Pour tout l’or du Rhin

Pour tout l’or du Rhin

L’Opéra de Monte-Carlo accueille, en février, L’Or du Rhin, prologue de la tétralogie de Richard Wagner, dans une spectaculaire production mise en scène par Davide Livermore, avec une particularité : le son originel de l’œuvre y sera restitué.

Il y avait eu, en 2013, une production maison de Jean-Louis Grinda, version BD futuriste, présentée au Grimaldi forum. Un succès. C’est une tout autre version que va nous révéler le metteur en scène turinois, puisqu’il s’agira, indique la directrice de l’opéra Cecilia Bartoli, du « premier opéra de Wagner mis en scène et interprété sur instruments d’époque » par l’Orchestre des musiciens du Prince, qui s’est fait un nom dans cette spécificité, sous la direction de Gianluca Capuano, avec une équipe de chanteurs triés sur le volet. 

C’est donc la propre vision, sans doute étonnante, de Wagner qui sera donnée à voir.

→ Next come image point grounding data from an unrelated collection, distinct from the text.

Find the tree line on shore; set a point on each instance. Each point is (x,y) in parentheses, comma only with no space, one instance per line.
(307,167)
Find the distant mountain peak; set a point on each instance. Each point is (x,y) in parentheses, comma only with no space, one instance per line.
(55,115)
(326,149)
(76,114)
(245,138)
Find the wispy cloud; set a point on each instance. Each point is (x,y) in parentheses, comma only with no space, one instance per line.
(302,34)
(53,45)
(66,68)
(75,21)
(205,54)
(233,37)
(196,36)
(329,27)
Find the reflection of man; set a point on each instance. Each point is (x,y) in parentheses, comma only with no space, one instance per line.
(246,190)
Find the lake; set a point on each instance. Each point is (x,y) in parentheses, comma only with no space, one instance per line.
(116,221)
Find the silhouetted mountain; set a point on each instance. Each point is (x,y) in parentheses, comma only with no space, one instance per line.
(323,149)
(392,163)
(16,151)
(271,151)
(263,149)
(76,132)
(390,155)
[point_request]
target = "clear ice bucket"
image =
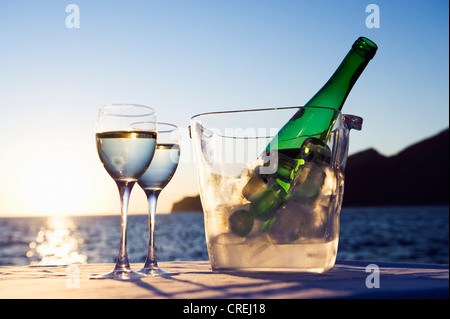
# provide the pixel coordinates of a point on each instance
(300, 230)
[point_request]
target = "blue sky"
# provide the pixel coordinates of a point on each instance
(185, 57)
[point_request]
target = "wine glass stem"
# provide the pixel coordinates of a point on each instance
(124, 191)
(152, 196)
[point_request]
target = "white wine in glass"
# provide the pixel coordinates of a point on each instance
(126, 153)
(157, 176)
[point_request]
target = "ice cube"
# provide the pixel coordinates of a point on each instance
(309, 183)
(255, 184)
(315, 150)
(268, 200)
(286, 226)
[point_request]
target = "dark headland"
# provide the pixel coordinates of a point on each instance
(418, 175)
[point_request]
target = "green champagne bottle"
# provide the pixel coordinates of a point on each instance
(308, 122)
(303, 138)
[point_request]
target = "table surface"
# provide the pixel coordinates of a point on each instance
(348, 279)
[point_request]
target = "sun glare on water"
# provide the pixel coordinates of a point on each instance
(56, 244)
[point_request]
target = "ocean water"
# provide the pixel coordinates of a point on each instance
(397, 234)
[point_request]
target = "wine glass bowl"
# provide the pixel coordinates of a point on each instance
(126, 152)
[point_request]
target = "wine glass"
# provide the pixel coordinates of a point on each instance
(125, 152)
(157, 176)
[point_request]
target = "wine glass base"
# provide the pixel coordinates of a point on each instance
(156, 271)
(119, 275)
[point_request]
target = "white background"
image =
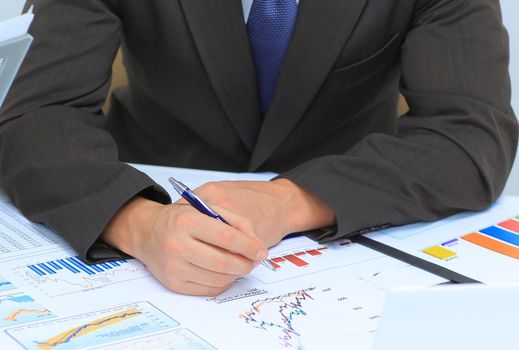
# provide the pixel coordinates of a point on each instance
(10, 8)
(510, 8)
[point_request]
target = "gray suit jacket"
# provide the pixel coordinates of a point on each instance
(192, 101)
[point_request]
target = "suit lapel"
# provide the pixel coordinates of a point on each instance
(322, 30)
(219, 31)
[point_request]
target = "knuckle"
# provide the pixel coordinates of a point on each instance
(173, 246)
(172, 268)
(246, 267)
(226, 237)
(220, 263)
(221, 281)
(247, 226)
(209, 188)
(184, 220)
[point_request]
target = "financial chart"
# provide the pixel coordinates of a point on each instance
(19, 309)
(99, 327)
(71, 274)
(462, 242)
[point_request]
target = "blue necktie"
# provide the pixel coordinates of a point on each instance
(270, 27)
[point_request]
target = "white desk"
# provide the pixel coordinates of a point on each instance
(510, 9)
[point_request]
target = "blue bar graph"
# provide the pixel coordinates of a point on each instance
(106, 266)
(54, 265)
(35, 269)
(503, 235)
(73, 264)
(68, 266)
(80, 266)
(46, 269)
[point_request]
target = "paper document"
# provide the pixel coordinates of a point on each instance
(483, 246)
(51, 299)
(11, 8)
(450, 317)
(14, 44)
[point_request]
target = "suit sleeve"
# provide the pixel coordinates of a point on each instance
(57, 164)
(453, 150)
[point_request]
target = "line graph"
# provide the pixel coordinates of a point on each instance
(178, 339)
(19, 309)
(284, 309)
(96, 328)
(67, 275)
(6, 285)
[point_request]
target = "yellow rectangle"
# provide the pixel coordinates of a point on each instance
(440, 252)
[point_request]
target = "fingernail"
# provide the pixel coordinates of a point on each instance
(262, 255)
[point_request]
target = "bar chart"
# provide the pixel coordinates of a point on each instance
(300, 256)
(6, 285)
(73, 264)
(502, 238)
(71, 274)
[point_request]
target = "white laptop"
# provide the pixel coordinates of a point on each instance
(475, 317)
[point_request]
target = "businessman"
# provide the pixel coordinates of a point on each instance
(305, 88)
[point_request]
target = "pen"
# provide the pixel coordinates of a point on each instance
(195, 201)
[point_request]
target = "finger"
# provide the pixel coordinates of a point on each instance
(218, 260)
(192, 288)
(209, 278)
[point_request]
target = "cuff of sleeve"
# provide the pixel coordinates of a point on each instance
(82, 221)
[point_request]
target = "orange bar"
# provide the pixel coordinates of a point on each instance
(313, 252)
(511, 225)
(274, 265)
(492, 244)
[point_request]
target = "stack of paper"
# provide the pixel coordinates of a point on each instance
(14, 42)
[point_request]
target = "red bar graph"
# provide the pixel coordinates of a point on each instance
(313, 252)
(295, 260)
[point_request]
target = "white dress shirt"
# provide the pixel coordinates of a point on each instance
(247, 4)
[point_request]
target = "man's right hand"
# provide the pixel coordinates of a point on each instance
(188, 252)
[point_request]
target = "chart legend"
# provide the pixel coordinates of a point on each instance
(502, 238)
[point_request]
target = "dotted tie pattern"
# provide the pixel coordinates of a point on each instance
(270, 27)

Point de départ dramatique de sa tétralogie, L’Or du Rhin en est aussi la matrice musicale, en grande partie grâce aux leitmotivs et motifs musicaux tout à fait novateurs : l’orchestre fait ici figure de chœur antique associé aux personnages et à certains thèmes centraux que l’on retrouve dans les 3 autres opéras de l’œuvre (pas moins de 91 thèmes différents!). 

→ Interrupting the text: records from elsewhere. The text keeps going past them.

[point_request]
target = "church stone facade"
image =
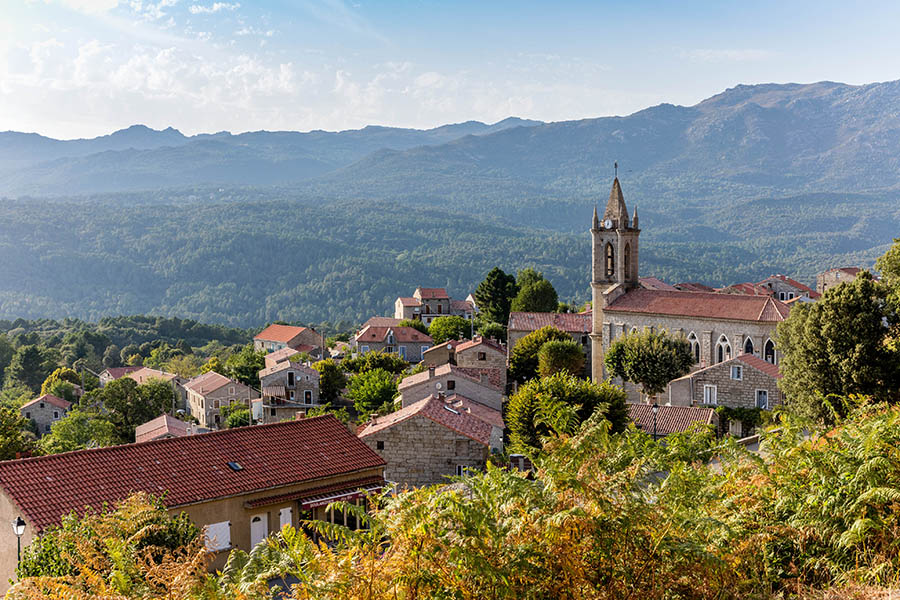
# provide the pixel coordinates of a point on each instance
(718, 326)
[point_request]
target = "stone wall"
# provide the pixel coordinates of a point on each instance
(420, 452)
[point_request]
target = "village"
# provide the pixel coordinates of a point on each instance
(308, 444)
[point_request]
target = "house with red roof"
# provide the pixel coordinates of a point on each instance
(434, 438)
(407, 342)
(302, 339)
(45, 411)
(238, 484)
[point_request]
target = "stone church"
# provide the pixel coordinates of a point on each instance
(718, 326)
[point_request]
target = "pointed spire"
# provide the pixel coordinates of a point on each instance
(615, 207)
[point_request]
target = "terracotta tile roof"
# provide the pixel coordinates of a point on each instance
(704, 305)
(494, 376)
(208, 383)
(401, 335)
(117, 372)
(570, 322)
(652, 283)
(279, 333)
(145, 374)
(188, 469)
(163, 425)
(433, 293)
(439, 411)
(669, 419)
(49, 399)
(693, 287)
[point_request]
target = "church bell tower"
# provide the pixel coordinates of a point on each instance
(614, 265)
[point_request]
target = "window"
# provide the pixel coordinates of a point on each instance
(218, 536)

Ce qui ne change pas, c’est l’intrigue, qui met en scène des figures mythologiques tirées de plusieurs légendes nordiques, avec force péripéties, trahisons, rapts, meurtre fratricide… Dans les grandes lignes, l’histoire est celle du vol de l’or du Rhin, vecteur de toute-puissance et de richesse, et de deux lignées rivales qui vont tout mettre en œuvre pour le récupérer. L’Or du Rhin nous confronte à différentes thématiques sociales d’une actualité saisissante : d’un côté, des dieux qui se sont fait construire un palais en s’engageant à payer un prix impossible, espérant trouver une solution plus tard. De l’autre, un nain du peuple souterrain des Nibelungen qui, assoiffé de pouvoir, renonce à l’amour et réduit tous ses sembables en esclavage pour continuer à accumuler des richesses… La recherche de pouvoir et de richesses sans penser aux conséquences ça nous parle effectivement en 2025 !

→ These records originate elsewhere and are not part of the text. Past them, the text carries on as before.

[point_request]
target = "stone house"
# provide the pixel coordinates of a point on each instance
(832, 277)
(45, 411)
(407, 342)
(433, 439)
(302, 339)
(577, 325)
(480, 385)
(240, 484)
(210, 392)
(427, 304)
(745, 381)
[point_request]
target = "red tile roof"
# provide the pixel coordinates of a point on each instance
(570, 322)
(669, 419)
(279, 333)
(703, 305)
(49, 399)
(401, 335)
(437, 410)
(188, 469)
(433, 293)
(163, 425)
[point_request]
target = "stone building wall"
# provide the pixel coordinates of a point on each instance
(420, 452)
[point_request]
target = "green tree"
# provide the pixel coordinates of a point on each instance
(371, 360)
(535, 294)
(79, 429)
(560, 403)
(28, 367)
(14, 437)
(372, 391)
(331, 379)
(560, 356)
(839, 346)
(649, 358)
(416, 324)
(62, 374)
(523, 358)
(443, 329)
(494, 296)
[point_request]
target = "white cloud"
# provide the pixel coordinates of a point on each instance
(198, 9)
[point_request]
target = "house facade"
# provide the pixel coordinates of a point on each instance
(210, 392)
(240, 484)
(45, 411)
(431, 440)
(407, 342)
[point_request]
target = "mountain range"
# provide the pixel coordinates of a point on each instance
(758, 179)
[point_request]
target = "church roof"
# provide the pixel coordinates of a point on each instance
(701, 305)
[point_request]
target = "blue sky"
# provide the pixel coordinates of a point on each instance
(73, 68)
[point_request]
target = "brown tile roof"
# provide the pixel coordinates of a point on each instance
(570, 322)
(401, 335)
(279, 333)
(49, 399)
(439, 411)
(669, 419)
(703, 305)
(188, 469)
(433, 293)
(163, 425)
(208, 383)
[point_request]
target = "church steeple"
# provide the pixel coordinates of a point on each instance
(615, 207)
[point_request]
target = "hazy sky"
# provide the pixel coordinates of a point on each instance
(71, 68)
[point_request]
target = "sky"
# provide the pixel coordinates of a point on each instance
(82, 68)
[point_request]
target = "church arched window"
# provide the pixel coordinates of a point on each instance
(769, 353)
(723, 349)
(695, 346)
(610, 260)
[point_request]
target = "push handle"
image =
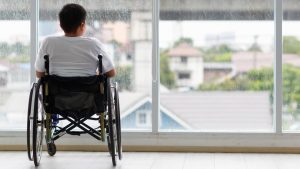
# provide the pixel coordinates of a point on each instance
(100, 64)
(46, 57)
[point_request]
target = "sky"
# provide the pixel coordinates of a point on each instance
(203, 33)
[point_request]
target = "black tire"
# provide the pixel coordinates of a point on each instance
(111, 141)
(118, 121)
(38, 124)
(51, 148)
(30, 123)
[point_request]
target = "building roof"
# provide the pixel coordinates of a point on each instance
(235, 110)
(245, 61)
(184, 49)
(216, 110)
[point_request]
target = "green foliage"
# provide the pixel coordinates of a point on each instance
(291, 45)
(17, 52)
(123, 77)
(183, 40)
(167, 77)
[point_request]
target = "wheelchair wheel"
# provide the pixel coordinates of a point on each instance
(51, 149)
(111, 126)
(118, 121)
(38, 124)
(30, 123)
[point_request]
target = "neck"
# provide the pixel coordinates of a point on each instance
(73, 34)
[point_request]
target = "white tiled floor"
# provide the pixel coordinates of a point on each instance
(137, 160)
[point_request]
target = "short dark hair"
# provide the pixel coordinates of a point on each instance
(71, 16)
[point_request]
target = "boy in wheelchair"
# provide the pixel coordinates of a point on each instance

Wagner mit plus de 20 ans à écrire et composer cette œuvre fleuve sujet à polémique, démarrée lors de son exil politique en 1848-49. Certaines de ses idées politiques, liées au nationalisme allemand, et fortement teintées d’antisémitisme et de xénophobie, ont été reprises et glorifiées par le régime nazi pendant la Seconde Guerre mondiale (Wagner était le compositeur préféré d’Hitler). L’œuvre du génial compositeur n’en demeure pas moins d’une modernité éclatante, et la dimension révolutionnaire de cette production monégasque réside dans son approche musicale inédite.